Beschwerde gegen Ablehnung von Prozesskostenhilfe nach §172 SGG als unzulässig verworfen
KI-Zusammenfassung
Die Kläger legten Beschwerde gegen die Ablehnung der Bewilligung von Prozesskostenhilfe durch das Sozialgericht ein. Das LSG verwirft die Beschwerde als unzulässig, weil § 172 Abs. 3 Nr. 2 SGG eine Beschwerde ausschließt, wenn lediglich persönliche oder wirtschaftliche Voraussetzungen verneint wurden. Ein erneuter Antrag mit ergänzten Angaben bleibt möglich; außergerichtliche Kosten sind nicht erstattungsfähig. Der Beschluss ist unanfechtbar.

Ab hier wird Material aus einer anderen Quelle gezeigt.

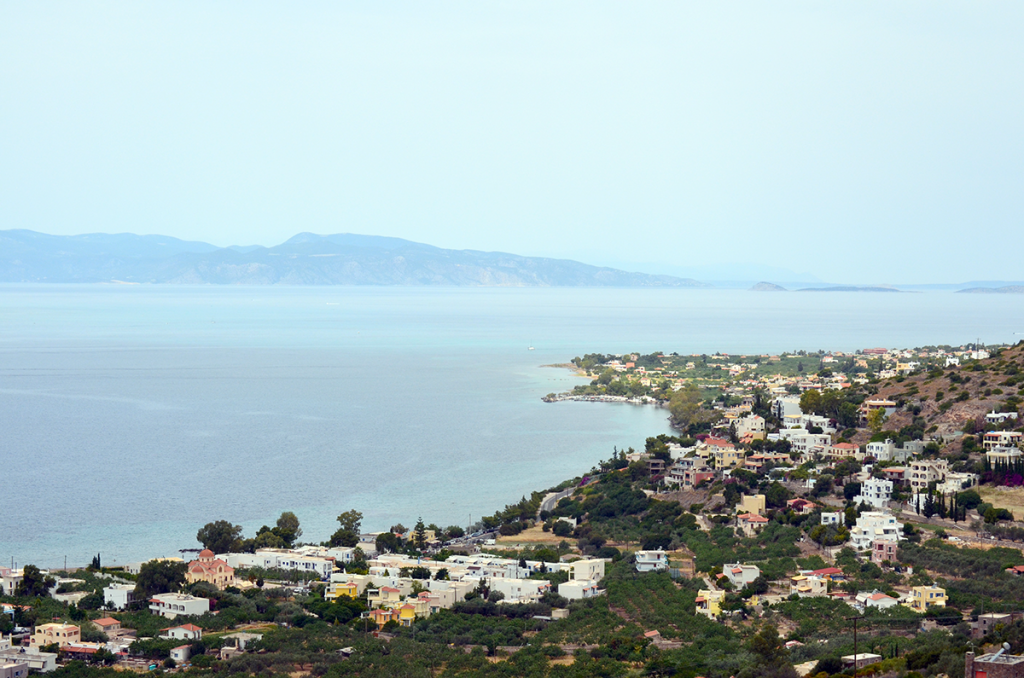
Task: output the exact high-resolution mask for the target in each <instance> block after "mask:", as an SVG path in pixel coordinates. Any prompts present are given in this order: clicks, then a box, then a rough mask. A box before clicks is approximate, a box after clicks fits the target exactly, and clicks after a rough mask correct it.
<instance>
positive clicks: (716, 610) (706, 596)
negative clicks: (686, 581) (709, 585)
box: [697, 589, 725, 619]
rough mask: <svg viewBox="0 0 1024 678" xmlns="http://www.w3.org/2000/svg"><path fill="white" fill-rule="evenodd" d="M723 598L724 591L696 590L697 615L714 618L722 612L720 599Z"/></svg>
mask: <svg viewBox="0 0 1024 678" xmlns="http://www.w3.org/2000/svg"><path fill="white" fill-rule="evenodd" d="M723 600H725V591H708V590H705V589H700V591H699V592H697V615H703V616H705V617H708V618H710V619H716V618H717V617H718V616H719V615H721V613H722V601H723Z"/></svg>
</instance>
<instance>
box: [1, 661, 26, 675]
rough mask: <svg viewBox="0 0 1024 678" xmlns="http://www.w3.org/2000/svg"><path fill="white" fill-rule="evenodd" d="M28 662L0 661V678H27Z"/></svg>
mask: <svg viewBox="0 0 1024 678" xmlns="http://www.w3.org/2000/svg"><path fill="white" fill-rule="evenodd" d="M28 677H29V663H28V662H11V661H10V660H4V659H0V678H28Z"/></svg>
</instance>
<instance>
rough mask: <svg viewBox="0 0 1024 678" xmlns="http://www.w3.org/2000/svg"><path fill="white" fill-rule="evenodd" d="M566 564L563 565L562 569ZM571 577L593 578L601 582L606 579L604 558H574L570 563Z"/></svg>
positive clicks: (592, 579) (564, 566)
mask: <svg viewBox="0 0 1024 678" xmlns="http://www.w3.org/2000/svg"><path fill="white" fill-rule="evenodd" d="M564 569H565V565H562V570H564ZM568 571H569V579H570V580H571V579H579V580H593V581H595V582H600V581H601V580H602V579H604V560H602V559H601V558H585V559H583V560H573V561H571V562H569V563H568Z"/></svg>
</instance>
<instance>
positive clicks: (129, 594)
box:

Ausgang: Beschwerde gegen die Ablehnung von Prozesskostenhilfe als unzulässig verworfen (§ 172 Abs. 3 Nr. 2 SGG).
Abstrakte Rechtssätze
Die Beschwerde nach § 172 SGG gegen die Ablehnung von Prozesskostenhilfe ist unzulässig, wenn das Gericht ausschließlich die persönlichen oder wirtschaftlichen Voraussetzungen verneint.
Eine Beschwerde gegen die Ablehnung von Prozesskostenhilfe ist nur statthaft, wenn das Gericht zugleich über die Erfolgsaussichten der Hauptsache entschieden hat.
Im Beschwerdeverfahren über Prozesskostenhilfe sind außergerichtliche Kosten nicht zu erstatten (§ 127 Abs. 4 ZPO).
Beschlüsse, für die gemäß § 177 SGG Unanfechtbarkeit besteht, können nicht mit einer Beschwerde angegriffen werden.
Vorinstanzen
Sozialgericht Münster, S 5 AS 207/07
Tenor
Die Beschwerde der Kläger gegen den Beschluss des Sozialgerichtes Münster vom 02.04.2008 wird als unzulässig verworfen.
Gründe
Die mit Schreiben der Kläger vom 11.04.2008 eingelegte Beschwerde, mit der sie sich gegen die Ablehnung der Bewilligung von Prozesskostenhilfe (Beschluss vom 02.04.2008) wenden, ist unzulässig.
Gemäß § 172 Abs. 3 Nr. 2 des Sozialgerichtsgesetzes (SGG) ist die Beschwerde ausgeschlossen gegen die Ablehnung von Prozesskostenhilfe, wenn das Gericht, wie vorliegend, ausschließlich die persönlichen und wirtschaftlichen Voraussetzungen für die Prozesskostenhilfe verneint.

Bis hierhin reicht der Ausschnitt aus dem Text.